Lemony pecan chicken
6 Servings
Ingredients
Quantity | Ingredient | |
---|---|---|
1 | cup | Chopped fresh parsley |
½ | cup | Grated Parmesan cheese |
½ | cup | Chopped pecans |
2 | Cloves; coarsely chopped | |
1 | tablespoon | Dried basil |
3 | tablespoons | Lemon juice |
⅓ | cup | Peanut oil |
6 | Kip filets* | |
⅛ | teaspoon | Salt |
Lemon slices | ||
Lemon wedges | ||
Parsley sprigs |
Directions
OPTIONAL GARNISHES
*A "kip filet" is a skinned, boned chicken breast half.
Preheat oven to 350F.
Combine chopped parsley, Parmesan, and pecans; reserve ⅔ cup and set aside.
Combine the remaining parsley mixture, garlic, basil, and lemon juice in container of an electric blender or food processor.
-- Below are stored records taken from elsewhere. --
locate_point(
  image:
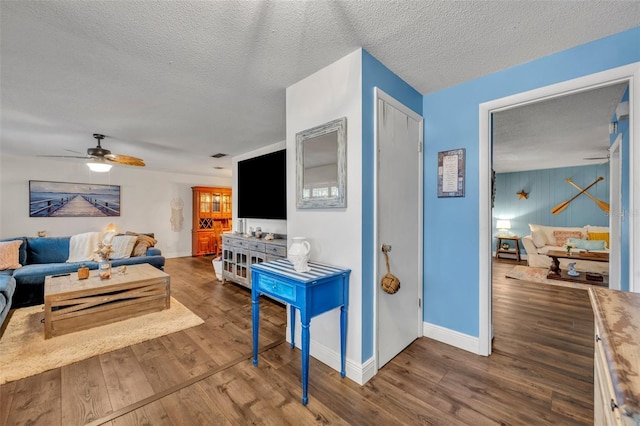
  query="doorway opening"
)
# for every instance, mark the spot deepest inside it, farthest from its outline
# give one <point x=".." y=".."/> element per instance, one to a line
<point x="630" y="74"/>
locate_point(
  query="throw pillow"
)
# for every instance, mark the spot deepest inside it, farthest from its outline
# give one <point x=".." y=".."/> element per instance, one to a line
<point x="562" y="236"/>
<point x="9" y="254"/>
<point x="538" y="239"/>
<point x="122" y="246"/>
<point x="142" y="244"/>
<point x="604" y="236"/>
<point x="587" y="244"/>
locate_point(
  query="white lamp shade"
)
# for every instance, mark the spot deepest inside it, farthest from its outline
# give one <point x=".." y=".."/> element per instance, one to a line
<point x="99" y="167"/>
<point x="503" y="224"/>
Process until smooth, stopping once to scrape down sides. [If halving recipe, you'll have to scrape down more than once, but it works eventually.] Turn blender to high; gradually add oil in a slow steady stream. Process until blended.
Arrange kip filets in an ungreased 11x7x1½" baking dish; sprinkle with salt. Pour mixture from blender over chicken. Sprinkle with reserved ⅔ cup parsley mixture. Bake for 30min or until chicken is done. [Took about 40min.]
Garnish if desired.
Yield: 6 servings
NOTES : This is a pretty dish for company. Simple to make. Cooking time a bit long for a weeknight, but ease of preparation might make up for that.